To say nothing of the medical advances that allow players to return from what used to be career-ending injuries. How many pitchers now have “Tommy John” Surgery or surgery to repair the dreaded torn rotator cuff and come back as good or better than before? Compare that with Mark Fidrych, whose promising career was over in three years because of arm problems. And how should we understand the concept of “performance-enhancing” when it comes to science and medicine? Greg Maddux had laser eye surgery that improved his vision, allowing him to see better on the mound (where he did not wear glasses), presumably with performance benefits. How about Ritalin, which basically functions as speed in a person without the chemical imbalance of ADHD; what could that do for a player on a Sunday afternoon during the Dog Days of August?

So why are steroids, human growth hormone, and other substances not regarded as kindred medico-scientific advances that simply help players recover from injury, remain healthy, and play longer and better? Is there any meaningful difference that justifies the differential treatment? To put it in constitutional law terms: What is the rational basis for banning steroids?

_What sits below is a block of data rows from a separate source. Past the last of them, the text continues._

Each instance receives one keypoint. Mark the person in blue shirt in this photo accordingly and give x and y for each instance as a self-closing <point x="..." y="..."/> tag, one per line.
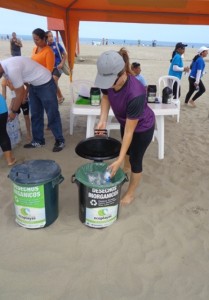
<point x="176" y="67"/>
<point x="136" y="68"/>
<point x="195" y="82"/>
<point x="59" y="62"/>
<point x="5" y="142"/>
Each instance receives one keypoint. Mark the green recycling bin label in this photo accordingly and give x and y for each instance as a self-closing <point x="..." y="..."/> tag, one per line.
<point x="30" y="206"/>
<point x="101" y="216"/>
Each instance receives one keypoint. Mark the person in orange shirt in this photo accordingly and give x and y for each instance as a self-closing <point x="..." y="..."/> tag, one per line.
<point x="42" y="53"/>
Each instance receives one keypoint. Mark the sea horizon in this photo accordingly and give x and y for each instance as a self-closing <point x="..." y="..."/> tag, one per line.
<point x="124" y="42"/>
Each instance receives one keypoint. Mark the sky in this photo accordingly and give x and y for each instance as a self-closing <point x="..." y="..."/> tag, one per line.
<point x="24" y="24"/>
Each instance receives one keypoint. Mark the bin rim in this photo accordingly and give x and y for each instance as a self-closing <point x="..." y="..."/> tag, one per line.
<point x="108" y="184"/>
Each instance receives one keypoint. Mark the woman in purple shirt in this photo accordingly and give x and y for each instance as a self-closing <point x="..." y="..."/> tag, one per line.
<point x="127" y="98"/>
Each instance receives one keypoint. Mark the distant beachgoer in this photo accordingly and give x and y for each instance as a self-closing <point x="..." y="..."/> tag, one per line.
<point x="42" y="94"/>
<point x="176" y="67"/>
<point x="136" y="68"/>
<point x="197" y="71"/>
<point x="42" y="53"/>
<point x="15" y="45"/>
<point x="57" y="71"/>
<point x="5" y="142"/>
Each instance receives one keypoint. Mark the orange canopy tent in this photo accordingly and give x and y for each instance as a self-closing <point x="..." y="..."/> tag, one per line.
<point x="133" y="11"/>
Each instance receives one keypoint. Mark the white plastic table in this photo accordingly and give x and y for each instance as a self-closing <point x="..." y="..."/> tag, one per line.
<point x="160" y="110"/>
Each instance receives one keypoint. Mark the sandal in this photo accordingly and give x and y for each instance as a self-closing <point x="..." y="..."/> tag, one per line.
<point x="12" y="163"/>
<point x="61" y="100"/>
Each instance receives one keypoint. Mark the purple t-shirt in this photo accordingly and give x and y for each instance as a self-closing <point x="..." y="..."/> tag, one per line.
<point x="130" y="103"/>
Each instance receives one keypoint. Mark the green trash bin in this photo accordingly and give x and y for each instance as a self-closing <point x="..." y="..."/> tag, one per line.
<point x="98" y="204"/>
<point x="35" y="190"/>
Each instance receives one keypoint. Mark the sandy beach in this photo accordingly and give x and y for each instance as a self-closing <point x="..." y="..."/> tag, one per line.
<point x="156" y="250"/>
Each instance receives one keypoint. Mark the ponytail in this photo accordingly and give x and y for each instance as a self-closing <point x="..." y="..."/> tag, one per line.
<point x="124" y="53"/>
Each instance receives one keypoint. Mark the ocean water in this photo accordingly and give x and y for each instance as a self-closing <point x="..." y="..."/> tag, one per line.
<point x="97" y="41"/>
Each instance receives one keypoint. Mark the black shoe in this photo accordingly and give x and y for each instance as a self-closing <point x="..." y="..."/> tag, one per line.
<point x="33" y="145"/>
<point x="58" y="146"/>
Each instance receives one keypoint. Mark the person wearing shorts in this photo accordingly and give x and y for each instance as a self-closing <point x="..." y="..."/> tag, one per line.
<point x="127" y="98"/>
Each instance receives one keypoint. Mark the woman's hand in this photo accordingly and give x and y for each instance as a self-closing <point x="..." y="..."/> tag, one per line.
<point x="113" y="168"/>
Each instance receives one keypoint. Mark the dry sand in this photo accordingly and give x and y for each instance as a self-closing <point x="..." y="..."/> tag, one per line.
<point x="158" y="249"/>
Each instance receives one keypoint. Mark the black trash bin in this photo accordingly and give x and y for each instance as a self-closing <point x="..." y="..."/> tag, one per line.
<point x="98" y="204"/>
<point x="35" y="189"/>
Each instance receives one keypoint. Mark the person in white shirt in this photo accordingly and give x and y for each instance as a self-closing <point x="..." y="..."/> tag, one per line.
<point x="21" y="70"/>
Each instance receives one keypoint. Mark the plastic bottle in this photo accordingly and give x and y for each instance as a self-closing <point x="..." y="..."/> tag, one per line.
<point x="107" y="176"/>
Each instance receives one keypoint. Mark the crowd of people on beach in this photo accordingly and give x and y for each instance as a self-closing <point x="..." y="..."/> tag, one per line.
<point x="33" y="83"/>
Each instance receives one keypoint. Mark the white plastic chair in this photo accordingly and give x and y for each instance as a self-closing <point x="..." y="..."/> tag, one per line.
<point x="75" y="87"/>
<point x="169" y="81"/>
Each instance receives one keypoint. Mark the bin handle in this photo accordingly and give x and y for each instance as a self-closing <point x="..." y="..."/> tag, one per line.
<point x="100" y="132"/>
<point x="57" y="180"/>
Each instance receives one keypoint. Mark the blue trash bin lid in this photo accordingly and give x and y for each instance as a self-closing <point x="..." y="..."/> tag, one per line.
<point x="34" y="172"/>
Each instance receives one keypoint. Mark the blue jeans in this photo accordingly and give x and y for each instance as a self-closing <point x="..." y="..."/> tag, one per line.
<point x="44" y="97"/>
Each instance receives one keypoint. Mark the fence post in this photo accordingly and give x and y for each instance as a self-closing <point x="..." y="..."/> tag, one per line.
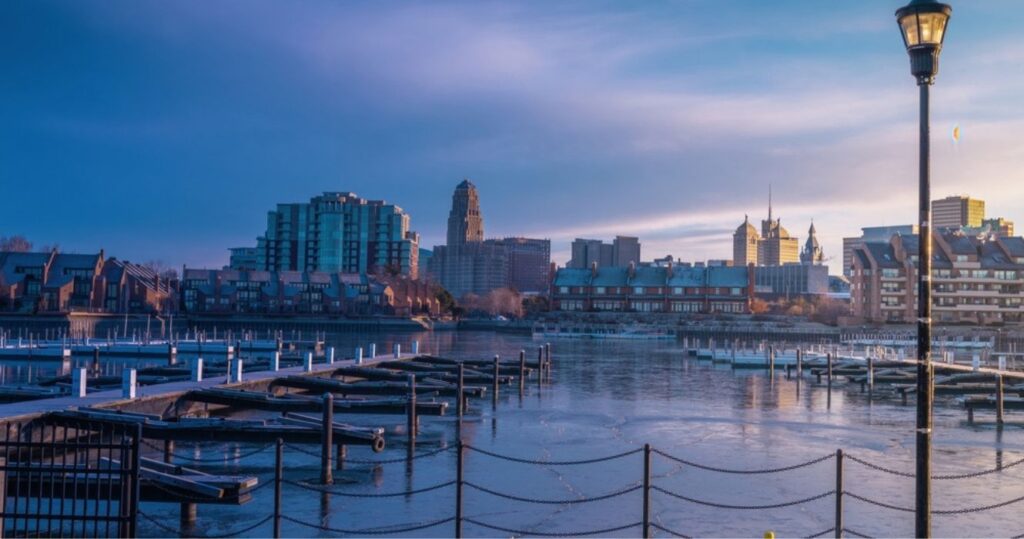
<point x="839" y="493"/>
<point x="646" y="491"/>
<point x="828" y="376"/>
<point x="327" y="439"/>
<point x="279" y="475"/>
<point x="458" y="491"/>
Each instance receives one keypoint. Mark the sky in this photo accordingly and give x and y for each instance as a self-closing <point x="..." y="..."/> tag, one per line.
<point x="167" y="130"/>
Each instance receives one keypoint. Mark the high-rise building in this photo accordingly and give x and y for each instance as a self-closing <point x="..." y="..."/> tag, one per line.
<point x="469" y="264"/>
<point x="812" y="253"/>
<point x="871" y="234"/>
<point x="773" y="246"/>
<point x="465" y="220"/>
<point x="338" y="232"/>
<point x="621" y="252"/>
<point x="956" y="211"/>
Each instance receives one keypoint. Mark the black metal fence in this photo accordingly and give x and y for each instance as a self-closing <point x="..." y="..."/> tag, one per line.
<point x="647" y="485"/>
<point x="64" y="478"/>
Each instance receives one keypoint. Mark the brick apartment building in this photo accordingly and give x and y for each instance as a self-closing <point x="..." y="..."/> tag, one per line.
<point x="975" y="280"/>
<point x="680" y="288"/>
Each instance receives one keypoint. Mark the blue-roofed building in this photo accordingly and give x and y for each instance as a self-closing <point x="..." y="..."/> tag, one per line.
<point x="975" y="279"/>
<point x="678" y="288"/>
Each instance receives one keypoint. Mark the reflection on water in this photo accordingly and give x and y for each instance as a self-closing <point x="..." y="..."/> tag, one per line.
<point x="609" y="397"/>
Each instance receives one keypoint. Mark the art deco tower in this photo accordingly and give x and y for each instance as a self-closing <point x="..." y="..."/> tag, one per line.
<point x="465" y="221"/>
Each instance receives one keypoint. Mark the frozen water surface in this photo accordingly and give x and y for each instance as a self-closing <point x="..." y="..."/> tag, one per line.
<point x="608" y="398"/>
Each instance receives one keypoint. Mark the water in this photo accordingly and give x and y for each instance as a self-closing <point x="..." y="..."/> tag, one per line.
<point x="610" y="397"/>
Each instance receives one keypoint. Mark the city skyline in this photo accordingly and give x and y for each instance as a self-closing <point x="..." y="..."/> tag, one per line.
<point x="645" y="114"/>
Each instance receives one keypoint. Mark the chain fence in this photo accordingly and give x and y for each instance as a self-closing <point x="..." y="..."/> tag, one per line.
<point x="646" y="487"/>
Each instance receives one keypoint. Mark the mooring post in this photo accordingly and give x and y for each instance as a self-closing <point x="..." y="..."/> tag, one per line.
<point x="540" y="369"/>
<point x="460" y="399"/>
<point x="327" y="437"/>
<point x="494" y="396"/>
<point x="998" y="400"/>
<point x="412" y="419"/>
<point x="646" y="490"/>
<point x="839" y="493"/>
<point x="78" y="382"/>
<point x="828" y="376"/>
<point x="128" y="383"/>
<point x="197" y="370"/>
<point x="522" y="372"/>
<point x="279" y="475"/>
<point x="458" y="490"/>
<point x="342" y="455"/>
<point x="870" y="376"/>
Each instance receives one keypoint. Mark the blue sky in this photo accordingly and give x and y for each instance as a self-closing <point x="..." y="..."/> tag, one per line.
<point x="166" y="130"/>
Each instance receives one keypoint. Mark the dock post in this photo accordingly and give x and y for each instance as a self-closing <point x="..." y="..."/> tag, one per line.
<point x="870" y="376"/>
<point x="998" y="400"/>
<point x="327" y="437"/>
<point x="540" y="368"/>
<point x="839" y="493"/>
<point x="494" y="396"/>
<point x="522" y="372"/>
<point x="279" y="475"/>
<point x="78" y="384"/>
<point x="128" y="383"/>
<point x="828" y="375"/>
<point x="458" y="490"/>
<point x="412" y="419"/>
<point x="460" y="401"/>
<point x="646" y="491"/>
<point x="197" y="370"/>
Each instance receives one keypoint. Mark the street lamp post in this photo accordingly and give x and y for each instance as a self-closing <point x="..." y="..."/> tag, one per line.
<point x="923" y="25"/>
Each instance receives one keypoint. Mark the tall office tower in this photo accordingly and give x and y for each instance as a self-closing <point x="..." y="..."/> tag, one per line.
<point x="465" y="220"/>
<point x="954" y="212"/>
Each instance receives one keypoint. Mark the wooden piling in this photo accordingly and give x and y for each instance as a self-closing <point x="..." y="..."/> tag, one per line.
<point x="998" y="400"/>
<point x="279" y="475"/>
<point x="839" y="494"/>
<point x="828" y="399"/>
<point x="411" y="416"/>
<point x="522" y="372"/>
<point x="327" y="437"/>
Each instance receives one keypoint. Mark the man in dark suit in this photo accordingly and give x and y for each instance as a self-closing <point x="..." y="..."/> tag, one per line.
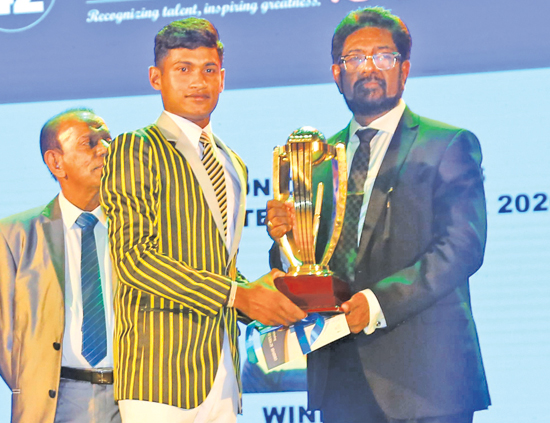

One difference might be that the negative long-term health consequences associated with steroids—enlarged head, shrunken testicles, and ‘”roid rage” for starters, plus unknowns down the line (stories of a cancer link abound, although I am not aware of any scientific evidence)—outweigh any benefits for players. The question then becomes why players should not be allowed to balance whether the performance benefits outweigh the health risks and to choose what they believe is best for them. Perhaps many professional athletes are competitive enough to sacrifice long-term health for something that will help them achieve greatness right now. This is a micro-version of the broader societal debate over governmental paternalism.

Is that the explanation? And is that sufficient justification for a ban? Or is something else going on?